The non-profit Internet Archive, libraries at the University of California and the University of Toronto and technology suppliers Hewlett-Packard Co and Adobe Systems Inc are among the founders of the group.
The organisation, known as the Open Content Alliance (OCA), plans to create a unified storehouse of both public domain and copyright materials, hosted by the Internet Archive.
This potentially vast library would be searchable and freely available to anyone, whether individual web surfers or commercial sites, its promoters said.
“The goal is to really spur the expansion of books, audio and video being made available online through this alliance,” said David Mandelbrot, Yahoo’s vice president of search content – in charge of licensing the media featured on Yahoo’s site.
The Yahoo-backed consortium poses a challenge to Google Inc which has been working for the past year on an ambitious project to scan the contents of five of the world’s great academic libraries to make the books freely available online – unless copyright holders first object.
The Google and Yahoo projects are just the latest in a long list of projects to digitise academic collections. The pioneering Project Gutenberg, which scans literary works in the public domain, has been underway since the early 1970s.
“The initiative seems to respect the rights of creators to determine how their works will be used, and this has been our concern and objective all along”
Initially, several OCA members will work digitising about 18,000 works of American literature that have been defined as the “canon collection” by the University of California.
These works – which include many of the writings of Mark Twain, Henry James and Edgar Allen Poe, as examples – will begin appearing on the OCA site by the end of this year, with the entire collection set to be online by the end of next year.
The European Archive and the National Archive in Britain have also signed on as founders of the OCA, but are determining what material to contribute, Mandelbrot said.
Yahoo will supply its search technology for use on the OCA archive. It also plans to make the contents of the OCA digital media archive searchable through its own Yahoo search site.

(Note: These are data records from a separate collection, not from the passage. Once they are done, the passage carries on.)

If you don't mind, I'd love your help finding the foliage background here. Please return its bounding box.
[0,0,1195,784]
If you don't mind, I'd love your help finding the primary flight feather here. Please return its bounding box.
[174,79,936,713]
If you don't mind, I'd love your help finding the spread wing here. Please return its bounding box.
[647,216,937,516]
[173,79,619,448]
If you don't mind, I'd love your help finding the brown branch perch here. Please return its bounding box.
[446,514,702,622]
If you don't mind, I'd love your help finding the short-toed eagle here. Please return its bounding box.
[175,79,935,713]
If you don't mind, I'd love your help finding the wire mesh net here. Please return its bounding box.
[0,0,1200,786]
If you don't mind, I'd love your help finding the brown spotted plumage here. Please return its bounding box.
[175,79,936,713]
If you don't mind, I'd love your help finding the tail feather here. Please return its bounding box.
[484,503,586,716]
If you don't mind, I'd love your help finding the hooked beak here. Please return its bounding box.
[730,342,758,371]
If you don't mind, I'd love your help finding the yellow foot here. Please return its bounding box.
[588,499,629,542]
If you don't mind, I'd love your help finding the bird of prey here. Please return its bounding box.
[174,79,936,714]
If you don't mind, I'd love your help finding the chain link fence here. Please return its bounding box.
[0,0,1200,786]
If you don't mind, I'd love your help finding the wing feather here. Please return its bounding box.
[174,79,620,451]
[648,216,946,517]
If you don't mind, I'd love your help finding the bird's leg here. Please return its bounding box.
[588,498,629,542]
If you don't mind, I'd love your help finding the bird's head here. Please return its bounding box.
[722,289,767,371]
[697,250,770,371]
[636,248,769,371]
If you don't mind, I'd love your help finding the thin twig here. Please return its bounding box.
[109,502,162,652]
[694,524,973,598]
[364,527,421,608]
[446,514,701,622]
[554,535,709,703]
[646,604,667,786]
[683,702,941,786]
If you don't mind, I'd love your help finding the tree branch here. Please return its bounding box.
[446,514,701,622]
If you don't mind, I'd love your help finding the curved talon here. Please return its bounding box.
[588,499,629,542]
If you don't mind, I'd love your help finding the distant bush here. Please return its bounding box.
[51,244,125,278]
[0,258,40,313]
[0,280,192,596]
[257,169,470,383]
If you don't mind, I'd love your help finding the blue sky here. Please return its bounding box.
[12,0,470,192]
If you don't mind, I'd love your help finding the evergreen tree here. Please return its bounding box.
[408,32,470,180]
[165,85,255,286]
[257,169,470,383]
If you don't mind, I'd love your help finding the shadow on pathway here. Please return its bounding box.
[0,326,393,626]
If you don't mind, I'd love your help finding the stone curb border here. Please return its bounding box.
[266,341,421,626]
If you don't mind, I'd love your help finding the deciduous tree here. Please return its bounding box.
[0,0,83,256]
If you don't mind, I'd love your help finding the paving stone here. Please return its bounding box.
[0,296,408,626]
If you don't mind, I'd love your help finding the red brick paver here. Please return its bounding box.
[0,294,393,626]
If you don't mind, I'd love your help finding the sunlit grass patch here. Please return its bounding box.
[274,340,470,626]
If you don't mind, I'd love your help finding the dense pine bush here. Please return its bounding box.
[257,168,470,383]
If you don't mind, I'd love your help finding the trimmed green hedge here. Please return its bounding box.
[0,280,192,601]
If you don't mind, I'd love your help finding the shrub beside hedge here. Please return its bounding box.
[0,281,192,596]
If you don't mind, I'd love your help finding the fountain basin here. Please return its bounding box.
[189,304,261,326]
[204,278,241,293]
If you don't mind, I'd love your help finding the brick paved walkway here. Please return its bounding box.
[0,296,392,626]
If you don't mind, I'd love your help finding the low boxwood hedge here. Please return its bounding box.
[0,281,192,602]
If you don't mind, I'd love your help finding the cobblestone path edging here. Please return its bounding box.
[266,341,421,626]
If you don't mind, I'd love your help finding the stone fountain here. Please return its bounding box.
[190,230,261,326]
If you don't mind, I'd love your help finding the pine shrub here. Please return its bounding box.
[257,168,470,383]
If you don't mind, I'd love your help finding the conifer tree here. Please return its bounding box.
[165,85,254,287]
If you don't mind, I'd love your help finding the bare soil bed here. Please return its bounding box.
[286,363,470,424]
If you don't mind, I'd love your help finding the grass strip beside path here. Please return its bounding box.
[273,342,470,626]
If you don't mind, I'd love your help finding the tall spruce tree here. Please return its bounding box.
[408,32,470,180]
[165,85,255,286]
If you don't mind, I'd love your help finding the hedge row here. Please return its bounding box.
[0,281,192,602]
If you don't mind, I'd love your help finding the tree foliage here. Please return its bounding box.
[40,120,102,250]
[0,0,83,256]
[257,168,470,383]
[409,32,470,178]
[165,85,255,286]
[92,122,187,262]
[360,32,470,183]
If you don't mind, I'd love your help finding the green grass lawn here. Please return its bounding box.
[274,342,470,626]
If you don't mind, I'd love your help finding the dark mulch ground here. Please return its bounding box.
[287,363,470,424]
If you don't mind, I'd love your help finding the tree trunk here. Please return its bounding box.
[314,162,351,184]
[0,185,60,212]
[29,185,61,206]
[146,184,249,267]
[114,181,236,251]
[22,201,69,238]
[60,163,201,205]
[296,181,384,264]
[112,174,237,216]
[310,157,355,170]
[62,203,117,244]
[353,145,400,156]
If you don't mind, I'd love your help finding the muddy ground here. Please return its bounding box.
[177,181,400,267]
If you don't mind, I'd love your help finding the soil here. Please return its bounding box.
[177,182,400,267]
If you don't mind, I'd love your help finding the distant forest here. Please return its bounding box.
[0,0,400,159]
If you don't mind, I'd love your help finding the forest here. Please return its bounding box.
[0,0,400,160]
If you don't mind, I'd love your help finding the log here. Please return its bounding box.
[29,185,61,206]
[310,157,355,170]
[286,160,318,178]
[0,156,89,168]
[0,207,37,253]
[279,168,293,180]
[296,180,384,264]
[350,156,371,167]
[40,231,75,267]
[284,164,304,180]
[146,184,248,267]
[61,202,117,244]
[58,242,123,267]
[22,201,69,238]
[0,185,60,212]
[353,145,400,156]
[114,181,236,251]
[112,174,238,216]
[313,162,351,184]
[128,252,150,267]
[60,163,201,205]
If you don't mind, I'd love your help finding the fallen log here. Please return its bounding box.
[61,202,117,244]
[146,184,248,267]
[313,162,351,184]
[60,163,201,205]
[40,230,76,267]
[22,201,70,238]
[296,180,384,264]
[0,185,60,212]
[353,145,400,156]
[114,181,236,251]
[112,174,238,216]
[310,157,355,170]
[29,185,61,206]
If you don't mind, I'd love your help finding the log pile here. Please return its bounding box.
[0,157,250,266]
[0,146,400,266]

Academic and commercial publishers praised the concept.
“The initiative seems to respect the rights of creators to determine how their works will be used, and this has been our concern and objective all along,” said Pat Schroeder, CEO of the Association of American Publishers.
Gary Price, an analyst with SearchEngineWatch, envisions a literature professor being able to build a custom search system of OCA’s archive that would have students link only to the contents of specific books assigned by the professor.
“Not only is the material in the database open but also the database itself,” said Price who was briefed on Yahoo’s plan.